Colin Kaepernick's socks depicted police as pigs

Posted at 8:06 PM, Sep 01, 2016

Days after Colin Kaepernick set the sports world ablaze by refusing to stand for the national anthem in protest, photos have surfaced showing the 49ers quarterback wearing socks depicting police officers as pigs.

Reports indicate that Kaepernick has worn the socks throughout training camp. CBS Sports claims that he’s been spotted sporting the socks as early as Aug. 10.



On Sunday, Kaepernick cited police shootings as one of the reasons he decided to protest the national anthem.

"To me, this is bigger than football and it would be selfish on my part to look the other way,” he said. “There are bodies in the street and people getting paid leave and getting away with murder."

Kaepernick responded to the criticisms of his footwear with in an Instagram post on Thursday afternoon.



A photo posted by colin kaepernick (@kaepernick7) on


“I wore those socks, in the past, because the rogue cops that are allowed to hold positions in police departments, not only put the community in danger, but also put the cops that have the right intentions in danfer by creating an environment of tension and mistrust. I have two uncles and friends who are police officers and work to protect and serve ALL people.
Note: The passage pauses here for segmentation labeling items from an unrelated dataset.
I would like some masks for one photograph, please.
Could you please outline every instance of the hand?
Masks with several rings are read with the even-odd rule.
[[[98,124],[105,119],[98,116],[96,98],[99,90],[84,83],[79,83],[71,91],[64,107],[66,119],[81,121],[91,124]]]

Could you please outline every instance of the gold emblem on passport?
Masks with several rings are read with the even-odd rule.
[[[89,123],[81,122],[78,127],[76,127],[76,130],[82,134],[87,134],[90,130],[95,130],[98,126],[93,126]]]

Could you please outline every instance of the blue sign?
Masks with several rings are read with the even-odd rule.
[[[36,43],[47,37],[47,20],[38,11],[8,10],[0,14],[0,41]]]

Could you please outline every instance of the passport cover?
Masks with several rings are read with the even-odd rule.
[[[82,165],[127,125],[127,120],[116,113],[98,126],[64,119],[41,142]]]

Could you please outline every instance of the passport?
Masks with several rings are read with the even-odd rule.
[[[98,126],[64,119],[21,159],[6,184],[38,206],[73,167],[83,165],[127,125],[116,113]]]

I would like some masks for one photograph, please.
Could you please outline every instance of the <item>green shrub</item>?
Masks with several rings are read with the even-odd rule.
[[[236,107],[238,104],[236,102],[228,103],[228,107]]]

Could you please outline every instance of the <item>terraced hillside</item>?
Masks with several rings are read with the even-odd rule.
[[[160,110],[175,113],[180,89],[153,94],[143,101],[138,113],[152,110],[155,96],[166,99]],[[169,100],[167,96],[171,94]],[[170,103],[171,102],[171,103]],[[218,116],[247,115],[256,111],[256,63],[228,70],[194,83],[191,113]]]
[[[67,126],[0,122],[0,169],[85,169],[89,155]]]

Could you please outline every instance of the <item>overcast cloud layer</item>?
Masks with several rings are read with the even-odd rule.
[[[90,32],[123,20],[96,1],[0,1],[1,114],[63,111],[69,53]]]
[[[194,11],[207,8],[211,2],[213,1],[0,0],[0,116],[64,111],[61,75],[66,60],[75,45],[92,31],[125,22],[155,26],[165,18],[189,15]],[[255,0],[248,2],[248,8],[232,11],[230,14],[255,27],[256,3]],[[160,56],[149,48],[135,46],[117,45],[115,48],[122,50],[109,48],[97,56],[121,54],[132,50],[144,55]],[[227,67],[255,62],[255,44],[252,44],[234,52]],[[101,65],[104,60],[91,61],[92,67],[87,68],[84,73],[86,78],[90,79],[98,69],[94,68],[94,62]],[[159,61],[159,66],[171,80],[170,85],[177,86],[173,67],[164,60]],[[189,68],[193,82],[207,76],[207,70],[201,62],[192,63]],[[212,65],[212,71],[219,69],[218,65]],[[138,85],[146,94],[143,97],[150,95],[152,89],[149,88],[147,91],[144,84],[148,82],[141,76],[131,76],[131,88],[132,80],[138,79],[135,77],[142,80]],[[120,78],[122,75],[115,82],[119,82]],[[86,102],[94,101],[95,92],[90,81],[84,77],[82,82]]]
So before these socks, which were worn before I took my public stance,are used to distract from the real issues, I wanted to address this immediately.”

Kaepernick’s post hasn’t done much to stop an onslaught of criticism from the law enforcement community.

“It’s just ridiculous that the same league that prohibits the Dallas football club from honoring the slain officers in their community with their uniforms stands silent when Kaepernick is dishonoring police officers with what he’s wearing on the field," Bill Johnson, executive director of the National Association of Police Organizations said to USA Today. “I think the league is in a downward spiral regarding their obligations to the public under Roger Goodell, and this is just another example of that."

Johnson's comments come just three days after San Francisco's police union head called Kaepernick a "great disappointment."

Kaepernick is also facing more criticism on social media, adding to the tsunami of critical posts sent his way throughout the week.